I diritti d’immagine sempre più al centro degli interessi della Cultura del Belpaese, che deve imparare a sfruttarli
di Pietro Folena
Sightsmap, servizio offerto da Google, informa che tra i dieci luoghi più fotografati del mondo ce ne sono tre italiani (Trinità dei Monti, a Roma, il Ponte dell’Accademia di Venezia e Piazzale Michelangelo, a Firenze). Nella Top Ten -guidata dal Guggenheim di New York (?)- figurano un sito spagnolo, uno francese, uno turco, uno di Montecarlo, uno argentino e infine uno ungherese. Non conosciamo i criteri con cui questa classifica è stata stilata, e ci permettiamo di dubitare che il Colosseo, il Ponte di Rialto, la Tour Eiffel o la Torre di Londra siano fuori da questa classifica. Ma rimane il fatto che -malgrado il calo dell’Italia in tutte le graduatorie mondiali del turismo- tre luoghi italiani sono tra i dieci più fotografati, e quindi amati del mondo, secondo Google. Potremmo aggiungere che di immagini Google se ne intende, se è vero che coi suoi programmi si è impadronita gratuitamente delle immagini di tutte le bellezze italiane; anzi, per anni abbiamo assistito alla coda di politici e amministratori che, pensando di fare un affare, regalavano a questa multinazionale come ad altre del web, contenuti a costo zero (in cambio di presunte digitalizzazioni).

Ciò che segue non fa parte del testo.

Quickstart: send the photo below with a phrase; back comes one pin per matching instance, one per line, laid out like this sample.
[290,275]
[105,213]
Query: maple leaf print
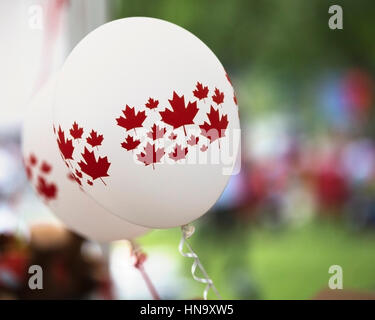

È ora, tuttavia, sollecitati anche da notizie come questa, che l’Italia sollevi con grande forza la questione dei diritti delle immagini dei suoi siti, dei suoi capolavori, dei grandi artisti che -a distanza di secoli- fanno ancora grande il fascino del Belpaese nel mondo. C’è la possibilità, con un uso accorto e pubblico di questi diritti -intesi come bene comune- di finanziare restauri, musei, giacimenti culturali, siti. Il primo atto dovrebbe essere la decisione di dar vita ad una grande enciclopedia digitale dei beni culturali italiani, come abbiamo già suggerito, e promuovere una valorizzazione attenta e qualificata delle immagini, delle loro riproduzioni, delle possibili applicazioni nel campo dell’editoria (i bookshop museali e le librerie d’arte) e in quello degli articoli di qualità, in cui il design italiano già si è distinto. Le royalties dell’arte italiana possono finanziare la cultura.